On one hand your ideology implies that all of this is deserved because of the past and necessary for an equitable future, but then at the same time you blatantly deny that any of it's happening and shame anyone who speaks up against this discrimination by calling them bigoted. It's insanity.
> forces us to nonsensically pretend that differences can only be positive in cooperative environments
What is "forcing" you to do this? The D&I training I've been taking has been about finding positivity in differences to our mutual advantage, but never does it say that all aspects of it are 100% positive. People are always going to find areas of disagreement. Yet we find ourselves working together, and so we must find ways to collaborate as a team despite those differences, even to the point of respecting them.
> Because it suggests that minorities need special advantages to level the playing field?
The evidence on this is pretty clear, because several minorities do suffer from historical poverty (in money, in education, and quality of life) that has been very difficult to overcome. A lot of damage was done prior to the Civil Rights Act through mechanisms specifically intended to keep Black people down, and we haven't recovered from that yet. We're getting better, but I don't think we can just put our heads in the sand and conclude that the Civil Rights Act was the end of our journey to remedy the terrible legacy of slavery and racism.
> all inequities are exclusively the result of discrimination on behalf of white males who have been made into a target, are having their voices silenced, their job opportunities removed
You cannot be serious about the silence of white voices in the media. Maybe some individuals are being silenced (see below), but the sentiments certainly are not. For every 1 person who may have been silenced, it's easy to find thousands who haven't, whose opinions track roughly identically. And those people who have been "silenced" seem to have no trouble getting their voices heard through other avenues. Alex Jones still has plenty of mouthpieces, as does Donald Trump. (Both also happen to own several of those mouthpieces...)
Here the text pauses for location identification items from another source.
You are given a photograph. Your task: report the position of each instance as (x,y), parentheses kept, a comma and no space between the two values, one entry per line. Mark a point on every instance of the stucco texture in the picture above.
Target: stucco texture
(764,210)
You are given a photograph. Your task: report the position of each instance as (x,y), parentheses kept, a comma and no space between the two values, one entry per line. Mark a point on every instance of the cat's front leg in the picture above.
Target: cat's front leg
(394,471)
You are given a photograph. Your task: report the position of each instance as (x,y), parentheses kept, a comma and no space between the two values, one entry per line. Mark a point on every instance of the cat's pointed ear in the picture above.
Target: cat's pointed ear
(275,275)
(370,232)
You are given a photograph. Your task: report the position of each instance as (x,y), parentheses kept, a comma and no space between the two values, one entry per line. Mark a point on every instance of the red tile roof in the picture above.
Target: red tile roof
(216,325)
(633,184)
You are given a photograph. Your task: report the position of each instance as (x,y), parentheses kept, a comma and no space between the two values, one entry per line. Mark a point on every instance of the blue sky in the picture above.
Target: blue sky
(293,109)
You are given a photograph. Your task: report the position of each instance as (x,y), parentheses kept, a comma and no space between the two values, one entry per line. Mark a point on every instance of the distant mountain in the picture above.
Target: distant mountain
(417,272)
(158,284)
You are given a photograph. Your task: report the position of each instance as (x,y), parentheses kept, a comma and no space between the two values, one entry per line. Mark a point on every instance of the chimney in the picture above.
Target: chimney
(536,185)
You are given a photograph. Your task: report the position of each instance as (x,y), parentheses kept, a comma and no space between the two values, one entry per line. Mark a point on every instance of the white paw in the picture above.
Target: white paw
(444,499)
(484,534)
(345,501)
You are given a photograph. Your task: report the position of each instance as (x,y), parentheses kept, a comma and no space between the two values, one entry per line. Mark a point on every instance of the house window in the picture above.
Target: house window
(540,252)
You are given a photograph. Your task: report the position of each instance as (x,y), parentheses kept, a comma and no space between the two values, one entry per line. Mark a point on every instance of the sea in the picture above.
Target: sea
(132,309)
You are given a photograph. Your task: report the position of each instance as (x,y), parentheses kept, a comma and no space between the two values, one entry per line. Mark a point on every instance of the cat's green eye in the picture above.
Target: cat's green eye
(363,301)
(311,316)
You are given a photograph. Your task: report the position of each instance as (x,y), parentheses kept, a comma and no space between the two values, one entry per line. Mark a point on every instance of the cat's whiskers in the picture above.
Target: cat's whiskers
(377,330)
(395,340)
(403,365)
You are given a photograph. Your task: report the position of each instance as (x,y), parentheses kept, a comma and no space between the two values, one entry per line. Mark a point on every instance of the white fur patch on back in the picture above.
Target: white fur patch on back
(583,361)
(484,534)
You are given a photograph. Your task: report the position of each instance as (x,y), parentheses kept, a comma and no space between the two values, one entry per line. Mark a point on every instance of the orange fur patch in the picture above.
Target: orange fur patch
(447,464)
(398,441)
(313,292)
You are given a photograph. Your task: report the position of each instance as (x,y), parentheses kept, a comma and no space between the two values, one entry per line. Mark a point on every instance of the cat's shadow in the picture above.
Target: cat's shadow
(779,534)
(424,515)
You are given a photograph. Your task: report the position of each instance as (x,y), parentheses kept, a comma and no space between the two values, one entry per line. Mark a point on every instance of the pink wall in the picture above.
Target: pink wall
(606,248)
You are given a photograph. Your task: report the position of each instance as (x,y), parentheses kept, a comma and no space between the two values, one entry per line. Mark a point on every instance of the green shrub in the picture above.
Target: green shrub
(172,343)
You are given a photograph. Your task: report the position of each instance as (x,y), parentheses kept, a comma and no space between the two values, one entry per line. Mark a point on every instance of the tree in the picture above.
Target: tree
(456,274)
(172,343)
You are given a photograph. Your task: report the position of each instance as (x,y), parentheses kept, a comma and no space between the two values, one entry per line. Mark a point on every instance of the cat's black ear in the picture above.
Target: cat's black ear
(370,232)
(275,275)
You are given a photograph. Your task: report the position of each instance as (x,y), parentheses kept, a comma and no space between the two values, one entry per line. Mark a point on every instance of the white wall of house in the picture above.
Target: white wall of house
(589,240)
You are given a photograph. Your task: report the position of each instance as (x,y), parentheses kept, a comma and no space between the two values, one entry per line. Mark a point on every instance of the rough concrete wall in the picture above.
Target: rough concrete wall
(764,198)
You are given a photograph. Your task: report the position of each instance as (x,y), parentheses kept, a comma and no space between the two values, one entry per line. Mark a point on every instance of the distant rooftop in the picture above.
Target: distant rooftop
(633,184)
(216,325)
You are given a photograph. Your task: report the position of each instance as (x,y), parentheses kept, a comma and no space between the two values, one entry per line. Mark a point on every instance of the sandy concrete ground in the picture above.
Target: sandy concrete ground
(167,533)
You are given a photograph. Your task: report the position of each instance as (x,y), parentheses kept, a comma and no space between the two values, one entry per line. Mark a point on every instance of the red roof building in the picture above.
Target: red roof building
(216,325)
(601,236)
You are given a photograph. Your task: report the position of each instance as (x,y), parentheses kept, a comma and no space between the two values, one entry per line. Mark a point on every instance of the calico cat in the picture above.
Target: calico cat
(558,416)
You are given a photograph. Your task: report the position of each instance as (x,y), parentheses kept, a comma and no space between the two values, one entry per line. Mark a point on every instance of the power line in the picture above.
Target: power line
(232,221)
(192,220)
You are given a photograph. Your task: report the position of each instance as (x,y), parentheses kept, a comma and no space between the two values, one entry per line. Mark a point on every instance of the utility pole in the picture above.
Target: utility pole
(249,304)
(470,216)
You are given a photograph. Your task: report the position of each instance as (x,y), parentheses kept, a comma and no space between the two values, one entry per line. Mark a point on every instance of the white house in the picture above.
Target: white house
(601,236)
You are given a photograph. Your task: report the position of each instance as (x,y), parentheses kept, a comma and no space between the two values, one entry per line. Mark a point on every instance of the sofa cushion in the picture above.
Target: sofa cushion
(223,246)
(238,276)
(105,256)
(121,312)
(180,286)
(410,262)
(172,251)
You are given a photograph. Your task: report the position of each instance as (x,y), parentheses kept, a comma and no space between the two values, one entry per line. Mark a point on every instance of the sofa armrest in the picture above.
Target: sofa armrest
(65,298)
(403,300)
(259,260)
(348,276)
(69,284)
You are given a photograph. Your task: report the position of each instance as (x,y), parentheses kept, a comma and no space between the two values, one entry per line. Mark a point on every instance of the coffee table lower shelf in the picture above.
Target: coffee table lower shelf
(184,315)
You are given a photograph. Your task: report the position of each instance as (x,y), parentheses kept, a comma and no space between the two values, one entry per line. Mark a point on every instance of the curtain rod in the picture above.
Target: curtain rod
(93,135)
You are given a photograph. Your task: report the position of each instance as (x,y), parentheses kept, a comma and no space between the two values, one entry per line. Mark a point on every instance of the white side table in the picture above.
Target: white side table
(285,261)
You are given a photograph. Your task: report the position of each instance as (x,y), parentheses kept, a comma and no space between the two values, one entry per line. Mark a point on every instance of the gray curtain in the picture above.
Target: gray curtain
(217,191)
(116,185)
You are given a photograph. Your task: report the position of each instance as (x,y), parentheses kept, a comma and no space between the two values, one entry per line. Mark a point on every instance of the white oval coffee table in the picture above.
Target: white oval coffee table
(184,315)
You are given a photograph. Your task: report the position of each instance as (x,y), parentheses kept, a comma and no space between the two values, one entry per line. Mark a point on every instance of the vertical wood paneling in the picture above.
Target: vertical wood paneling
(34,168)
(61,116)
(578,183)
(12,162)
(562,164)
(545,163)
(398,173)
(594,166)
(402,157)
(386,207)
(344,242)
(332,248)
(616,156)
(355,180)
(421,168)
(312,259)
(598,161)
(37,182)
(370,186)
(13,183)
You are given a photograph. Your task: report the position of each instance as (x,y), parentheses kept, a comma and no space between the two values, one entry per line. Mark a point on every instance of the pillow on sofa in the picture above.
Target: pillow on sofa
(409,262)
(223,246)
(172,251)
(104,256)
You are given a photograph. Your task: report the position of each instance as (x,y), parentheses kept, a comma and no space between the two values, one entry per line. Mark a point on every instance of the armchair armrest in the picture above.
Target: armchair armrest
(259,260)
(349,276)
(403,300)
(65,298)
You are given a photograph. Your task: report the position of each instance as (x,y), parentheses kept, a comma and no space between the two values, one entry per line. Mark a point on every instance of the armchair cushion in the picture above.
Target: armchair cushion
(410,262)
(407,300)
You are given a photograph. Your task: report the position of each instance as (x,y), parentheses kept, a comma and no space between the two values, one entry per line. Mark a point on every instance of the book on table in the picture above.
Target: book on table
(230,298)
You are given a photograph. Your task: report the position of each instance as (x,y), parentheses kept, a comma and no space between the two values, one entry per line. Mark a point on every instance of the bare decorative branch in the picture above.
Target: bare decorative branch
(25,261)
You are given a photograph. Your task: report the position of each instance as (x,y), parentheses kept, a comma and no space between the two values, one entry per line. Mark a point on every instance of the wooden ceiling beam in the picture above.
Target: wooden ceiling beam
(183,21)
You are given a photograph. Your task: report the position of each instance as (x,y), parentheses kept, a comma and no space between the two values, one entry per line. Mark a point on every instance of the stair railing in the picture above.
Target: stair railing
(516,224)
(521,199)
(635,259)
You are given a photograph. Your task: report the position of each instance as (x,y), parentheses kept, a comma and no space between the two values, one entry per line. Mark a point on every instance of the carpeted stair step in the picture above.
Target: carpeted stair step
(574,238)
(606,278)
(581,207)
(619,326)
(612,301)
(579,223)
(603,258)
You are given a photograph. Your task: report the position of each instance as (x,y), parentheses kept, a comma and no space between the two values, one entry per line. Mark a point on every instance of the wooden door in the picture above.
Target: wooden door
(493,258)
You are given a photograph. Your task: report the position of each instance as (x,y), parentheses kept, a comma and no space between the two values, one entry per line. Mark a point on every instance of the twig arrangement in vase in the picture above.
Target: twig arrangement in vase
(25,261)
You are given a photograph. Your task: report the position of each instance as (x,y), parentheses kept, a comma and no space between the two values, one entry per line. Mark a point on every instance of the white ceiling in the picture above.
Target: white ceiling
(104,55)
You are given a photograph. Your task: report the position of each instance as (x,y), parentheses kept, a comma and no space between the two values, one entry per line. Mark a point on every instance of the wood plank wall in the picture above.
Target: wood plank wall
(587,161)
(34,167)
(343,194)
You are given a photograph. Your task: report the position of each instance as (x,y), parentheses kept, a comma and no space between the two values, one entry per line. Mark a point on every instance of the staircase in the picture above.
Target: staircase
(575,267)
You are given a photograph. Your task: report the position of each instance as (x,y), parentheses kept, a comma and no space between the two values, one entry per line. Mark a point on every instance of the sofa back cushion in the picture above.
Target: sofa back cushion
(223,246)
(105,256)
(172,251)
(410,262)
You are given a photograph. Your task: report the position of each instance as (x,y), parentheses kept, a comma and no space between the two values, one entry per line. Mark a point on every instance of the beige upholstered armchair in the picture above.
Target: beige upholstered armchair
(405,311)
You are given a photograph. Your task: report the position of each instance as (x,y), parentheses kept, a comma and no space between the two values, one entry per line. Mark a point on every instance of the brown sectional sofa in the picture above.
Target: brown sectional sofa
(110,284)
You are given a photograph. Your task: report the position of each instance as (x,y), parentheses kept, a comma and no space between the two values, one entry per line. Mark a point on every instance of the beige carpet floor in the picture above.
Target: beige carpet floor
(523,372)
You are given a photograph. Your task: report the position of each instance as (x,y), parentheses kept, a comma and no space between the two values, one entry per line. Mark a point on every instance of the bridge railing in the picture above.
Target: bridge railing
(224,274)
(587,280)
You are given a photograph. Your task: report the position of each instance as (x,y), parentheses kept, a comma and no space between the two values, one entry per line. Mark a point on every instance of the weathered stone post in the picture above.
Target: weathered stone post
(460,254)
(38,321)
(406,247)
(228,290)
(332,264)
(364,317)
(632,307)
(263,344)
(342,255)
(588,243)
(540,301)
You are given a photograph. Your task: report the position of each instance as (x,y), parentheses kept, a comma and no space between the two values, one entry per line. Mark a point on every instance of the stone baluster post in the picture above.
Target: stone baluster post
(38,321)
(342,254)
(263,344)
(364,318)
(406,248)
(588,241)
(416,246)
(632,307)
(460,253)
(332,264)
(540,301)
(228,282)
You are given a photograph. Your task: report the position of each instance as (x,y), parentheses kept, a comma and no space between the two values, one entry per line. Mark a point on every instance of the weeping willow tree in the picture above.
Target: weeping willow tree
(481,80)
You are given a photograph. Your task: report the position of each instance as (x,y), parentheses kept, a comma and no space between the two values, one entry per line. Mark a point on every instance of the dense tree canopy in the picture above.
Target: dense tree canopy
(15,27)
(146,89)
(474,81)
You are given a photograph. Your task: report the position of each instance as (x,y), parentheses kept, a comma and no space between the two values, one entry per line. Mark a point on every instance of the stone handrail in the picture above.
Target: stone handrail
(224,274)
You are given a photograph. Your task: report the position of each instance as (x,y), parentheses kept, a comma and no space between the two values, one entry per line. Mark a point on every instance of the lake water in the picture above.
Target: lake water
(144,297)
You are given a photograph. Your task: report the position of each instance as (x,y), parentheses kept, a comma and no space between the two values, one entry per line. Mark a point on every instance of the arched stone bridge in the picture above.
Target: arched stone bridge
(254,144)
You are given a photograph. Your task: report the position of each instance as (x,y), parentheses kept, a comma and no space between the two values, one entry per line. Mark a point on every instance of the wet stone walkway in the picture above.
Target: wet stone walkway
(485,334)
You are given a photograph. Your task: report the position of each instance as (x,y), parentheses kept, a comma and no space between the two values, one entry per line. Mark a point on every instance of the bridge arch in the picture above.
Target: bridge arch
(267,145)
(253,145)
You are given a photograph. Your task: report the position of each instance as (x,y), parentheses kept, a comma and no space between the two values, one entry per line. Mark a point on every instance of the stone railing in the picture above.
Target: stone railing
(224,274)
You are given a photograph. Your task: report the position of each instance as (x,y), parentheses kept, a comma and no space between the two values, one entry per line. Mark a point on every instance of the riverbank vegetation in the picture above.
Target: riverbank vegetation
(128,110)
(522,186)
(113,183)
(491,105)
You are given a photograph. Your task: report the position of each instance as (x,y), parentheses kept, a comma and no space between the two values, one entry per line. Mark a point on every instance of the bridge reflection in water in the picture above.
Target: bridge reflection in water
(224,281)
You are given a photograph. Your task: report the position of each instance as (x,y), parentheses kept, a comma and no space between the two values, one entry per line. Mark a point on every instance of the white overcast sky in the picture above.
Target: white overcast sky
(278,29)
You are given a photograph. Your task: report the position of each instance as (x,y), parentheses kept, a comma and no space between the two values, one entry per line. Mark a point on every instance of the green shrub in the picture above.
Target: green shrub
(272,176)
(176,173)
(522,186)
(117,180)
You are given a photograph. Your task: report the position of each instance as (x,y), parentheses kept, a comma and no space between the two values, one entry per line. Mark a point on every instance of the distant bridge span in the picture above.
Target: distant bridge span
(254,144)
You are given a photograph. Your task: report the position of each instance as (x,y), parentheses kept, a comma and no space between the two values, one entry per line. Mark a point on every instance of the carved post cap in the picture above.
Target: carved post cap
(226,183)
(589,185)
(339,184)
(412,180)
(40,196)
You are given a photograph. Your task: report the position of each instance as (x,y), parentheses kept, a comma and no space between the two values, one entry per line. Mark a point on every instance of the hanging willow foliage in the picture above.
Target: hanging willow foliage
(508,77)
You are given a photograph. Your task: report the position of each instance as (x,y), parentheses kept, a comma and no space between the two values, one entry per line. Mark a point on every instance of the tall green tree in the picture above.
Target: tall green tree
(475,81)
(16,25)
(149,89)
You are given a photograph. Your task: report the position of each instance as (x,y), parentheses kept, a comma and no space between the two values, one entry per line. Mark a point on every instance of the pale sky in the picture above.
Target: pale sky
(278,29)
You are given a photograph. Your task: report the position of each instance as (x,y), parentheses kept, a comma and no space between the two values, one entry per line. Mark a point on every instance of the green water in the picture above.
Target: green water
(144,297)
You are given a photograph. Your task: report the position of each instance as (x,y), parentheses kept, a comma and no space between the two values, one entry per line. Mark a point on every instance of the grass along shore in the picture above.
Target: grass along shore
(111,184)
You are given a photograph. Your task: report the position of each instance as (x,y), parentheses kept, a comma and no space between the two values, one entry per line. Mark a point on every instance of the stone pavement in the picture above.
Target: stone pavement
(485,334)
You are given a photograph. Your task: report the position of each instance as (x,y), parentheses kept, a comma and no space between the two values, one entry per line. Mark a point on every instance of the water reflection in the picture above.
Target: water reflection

And it is especially ironic when a person claims they are being silenced... on Twitter, and then when it is republished through various blogspam ad nauseam.
> ...their livelihoods threatened for self advocating?
I think it depends on the nature of the advocacy in question. If you're saying, "I want the opportunity to learn, to work hard, and be successful," I would be very surprised if people were to threaten your livelihood over that. On the other hand, if your advocacy consists of lies, exaggerations, and hysterics, then people might not want to associate with you.
I don't accuse anyone of being a bigot because they have genuine and good-faith concerns about whether we are remedying social inequity the wrong way. It's when they flat-out lie, deny the past, make racist remarks themselves, or make themselves out to be the victim without evidence that they deserve that moniker.